Aker Brygge, gegenüber des Fremdenverkehrsamts in der Vestabanen auf der anderen Seite des Wassers gelegen, ist Oslos Einkaufszentrum Nummer Eins  –während das Paleet, Karl Johans Gate 39–42, mit einer Empfangshalle aus Marmor das pompöseste Einkaufszentrum der Stadt ist.

Ein gutes Geschäft für kunsthandwerkliche Waren ist das Husfliden, eine norwegische Kette mit einer riesigen Auswahl an handgefertigten Waren, darunter Strickwaren, Zinngeschirr, Keramik und landesübliche Kleidung.



The Oslo Sweater Shop, im SAS Hotel in der Tullins Gate 5, hat die beste Auswahl an Pullovern in der Stadt

Die meisten Geschäfte haben Mo–Mi und Fr zwischen 9.00 und 17.00 Uhr geöffnet. Donnerstags ist verkaufslanger Tag bis 19.00 Uhr, während die Geschäfte samstags im Allgemeinen schon früh um 15.00 Uhr schließen. Einkaufszentren haben an Werktagen bis 20.00 Uhr geöffnet und samstags bis 18.00 Uhr.

Noch kurz etwas zu den Steuern:
Steuerfreies Einkaufen ist in ca. 3000 Geschäften möglich, allerdings ist eine Mindestsumme erforderlich, um für einen steuerfreien Einkauf berechtigt zu sein – so kann man dann am Flughafen bei der Ausreise eine teilweise Rückerstattung der Mehrwertsteuer fordern, die in Norwegen immerhin bei satten 24% liegt.

Einkaufen hat in Norwegen generell eine soziale Funktion, und aus diesem Grund finden oft besondere Markttage oder „Super-Samstage“ mit verlängerten Öffnungszeiten, Sonderangeboten und Unterhaltung statt.

Zu den typischen norwegischen Souvenirs zählen gestrickte Pullover, oft mit dem typischen Zickzack- bzw. Elchmuster, natürlich auch Handschuhe, Schals und Mützen, darüberhinaus Silber, Porzellan, geschnitzte Holzarbeiten mit Rosenmalereien, Ziegen- und Rentierfelle, gewebte Teppiche, Felle, Stickarbeiten, Glas, Kristall und Keramik und allerhand anderer Krimskrams.

Meet The Locals

Spricht man kein Norwegisch, kann man sich im ganzen Land – auch mit älteren Menschen – wunderbar auf Englisch verständigen, auch viele Zeitungen und TV-Serien werden nur mit englischem Untertitel gesendet.

Die meisten Norweger sind grundsätzlich sehr höfliche und hilfsbereite Menschen, dies fällt mir besonders auf, wenn ich wieder nach Deutschland zurückkehre, da die Leute einem hier oftmals viel mürrischer entgegentreten.
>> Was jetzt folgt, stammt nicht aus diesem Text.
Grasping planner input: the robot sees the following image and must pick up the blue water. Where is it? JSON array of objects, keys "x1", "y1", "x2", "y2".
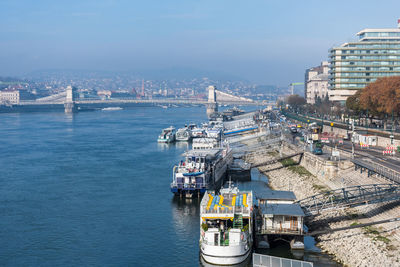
[
  {"x1": 0, "y1": 107, "x2": 340, "y2": 266},
  {"x1": 0, "y1": 108, "x2": 206, "y2": 266}
]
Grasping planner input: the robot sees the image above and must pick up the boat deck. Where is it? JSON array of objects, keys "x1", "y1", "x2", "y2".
[{"x1": 201, "y1": 191, "x2": 253, "y2": 217}]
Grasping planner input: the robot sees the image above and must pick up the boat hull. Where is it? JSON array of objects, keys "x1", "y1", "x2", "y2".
[{"x1": 200, "y1": 246, "x2": 251, "y2": 265}]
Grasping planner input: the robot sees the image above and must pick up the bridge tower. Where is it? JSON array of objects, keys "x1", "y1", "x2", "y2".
[
  {"x1": 64, "y1": 85, "x2": 75, "y2": 113},
  {"x1": 207, "y1": 85, "x2": 218, "y2": 117}
]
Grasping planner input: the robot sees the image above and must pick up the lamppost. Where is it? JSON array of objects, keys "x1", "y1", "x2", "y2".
[
  {"x1": 390, "y1": 110, "x2": 394, "y2": 145},
  {"x1": 351, "y1": 119, "x2": 354, "y2": 159}
]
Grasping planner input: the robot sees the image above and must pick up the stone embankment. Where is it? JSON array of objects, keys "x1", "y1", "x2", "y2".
[{"x1": 242, "y1": 139, "x2": 400, "y2": 266}]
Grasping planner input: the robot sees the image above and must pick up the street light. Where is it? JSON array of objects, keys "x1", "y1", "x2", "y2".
[{"x1": 390, "y1": 110, "x2": 394, "y2": 145}]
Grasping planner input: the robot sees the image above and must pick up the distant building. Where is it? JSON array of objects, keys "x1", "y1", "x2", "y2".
[
  {"x1": 97, "y1": 90, "x2": 112, "y2": 99},
  {"x1": 304, "y1": 61, "x2": 329, "y2": 104},
  {"x1": 328, "y1": 19, "x2": 400, "y2": 102},
  {"x1": 0, "y1": 90, "x2": 19, "y2": 104},
  {"x1": 0, "y1": 89, "x2": 35, "y2": 105}
]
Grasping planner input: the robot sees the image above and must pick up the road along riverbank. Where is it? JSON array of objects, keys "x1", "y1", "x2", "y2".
[{"x1": 245, "y1": 140, "x2": 400, "y2": 266}]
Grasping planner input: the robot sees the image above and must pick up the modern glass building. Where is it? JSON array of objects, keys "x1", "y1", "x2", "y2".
[{"x1": 328, "y1": 19, "x2": 400, "y2": 103}]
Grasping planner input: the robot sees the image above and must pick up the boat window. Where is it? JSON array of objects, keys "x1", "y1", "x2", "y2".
[{"x1": 214, "y1": 233, "x2": 218, "y2": 246}]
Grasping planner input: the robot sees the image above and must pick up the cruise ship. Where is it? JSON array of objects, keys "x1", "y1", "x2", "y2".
[
  {"x1": 199, "y1": 184, "x2": 253, "y2": 265},
  {"x1": 171, "y1": 146, "x2": 233, "y2": 197}
]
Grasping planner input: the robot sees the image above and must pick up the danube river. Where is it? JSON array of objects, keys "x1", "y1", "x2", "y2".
[{"x1": 0, "y1": 107, "x2": 336, "y2": 266}]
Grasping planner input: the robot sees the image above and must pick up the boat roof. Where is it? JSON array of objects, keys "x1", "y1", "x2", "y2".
[
  {"x1": 260, "y1": 204, "x2": 305, "y2": 216},
  {"x1": 200, "y1": 190, "x2": 253, "y2": 218},
  {"x1": 254, "y1": 191, "x2": 296, "y2": 200},
  {"x1": 183, "y1": 148, "x2": 221, "y2": 157}
]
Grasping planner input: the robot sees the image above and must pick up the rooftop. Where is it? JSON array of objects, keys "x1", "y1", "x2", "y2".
[
  {"x1": 254, "y1": 187, "x2": 296, "y2": 200},
  {"x1": 260, "y1": 204, "x2": 305, "y2": 216},
  {"x1": 183, "y1": 148, "x2": 221, "y2": 157}
]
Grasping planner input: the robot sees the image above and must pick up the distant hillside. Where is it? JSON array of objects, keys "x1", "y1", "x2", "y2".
[
  {"x1": 0, "y1": 76, "x2": 26, "y2": 84},
  {"x1": 25, "y1": 67, "x2": 245, "y2": 81}
]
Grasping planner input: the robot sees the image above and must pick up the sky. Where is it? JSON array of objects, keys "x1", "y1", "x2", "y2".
[{"x1": 0, "y1": 0, "x2": 400, "y2": 86}]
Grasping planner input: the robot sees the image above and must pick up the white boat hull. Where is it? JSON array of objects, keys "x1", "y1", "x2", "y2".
[{"x1": 200, "y1": 246, "x2": 251, "y2": 265}]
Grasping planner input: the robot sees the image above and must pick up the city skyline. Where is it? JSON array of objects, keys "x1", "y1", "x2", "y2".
[{"x1": 0, "y1": 0, "x2": 400, "y2": 86}]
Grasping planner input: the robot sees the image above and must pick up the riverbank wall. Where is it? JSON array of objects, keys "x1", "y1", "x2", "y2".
[{"x1": 242, "y1": 140, "x2": 400, "y2": 266}]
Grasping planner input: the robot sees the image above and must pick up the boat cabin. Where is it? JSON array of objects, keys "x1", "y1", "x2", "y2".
[{"x1": 257, "y1": 202, "x2": 305, "y2": 235}]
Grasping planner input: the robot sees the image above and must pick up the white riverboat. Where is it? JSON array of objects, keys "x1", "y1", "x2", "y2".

Die Norweger sind stolz auf ihr Land und lieben seine Tradition, feiern deshalb viel zusammen und sind gern unter Leuten.

Dennoch ist es für viele Ausländer in Norwegen nicht leicht, sich in die norske Gesellschaft zu integrieren, da der Landsmann gern unter seinen Leuten bleibt und nur langsam neue Bekanntschaften schließt.

Ist dann doch mal ein Gespräch in Gang gekommen, geben sich die meisten, besonders die jungen Leute, dennoch sehr interessiert gegenüber Deutschen. Und hat man das Herz eines Norwegers erst einmal erweicht, so hat man in der Regel einen treuen Freund fürs Leben gefunden.

Also sollte man am besten einfach selbst aktiv werden, mein Favorit ist das Evergreen, kein Szene-Lokal, aber ein gemütliches Irish Pub, in dem sich internationale Studenten der Høgskolen i Oslo, also der städtischen Universität, treffen und die Nächte bei dem ein oder anderen Øl durchquatschen.

Die Tippgeberin



Romina Petersen (21, fudder-Profil) kommt aus Freiburg und hat im Sommer ursprünglich ein Auslandsjahr begonnen, sich dann aber recht schnell entschlossen, gleich richtig in Norwegen Fuß zu fassen und arbeitet inzwischen bei einer Stadtzeitung. Sie möchte demnächst Journalisitk und Skandinavistik studieren und lebt in Tønsberg, Süd-Norwegen.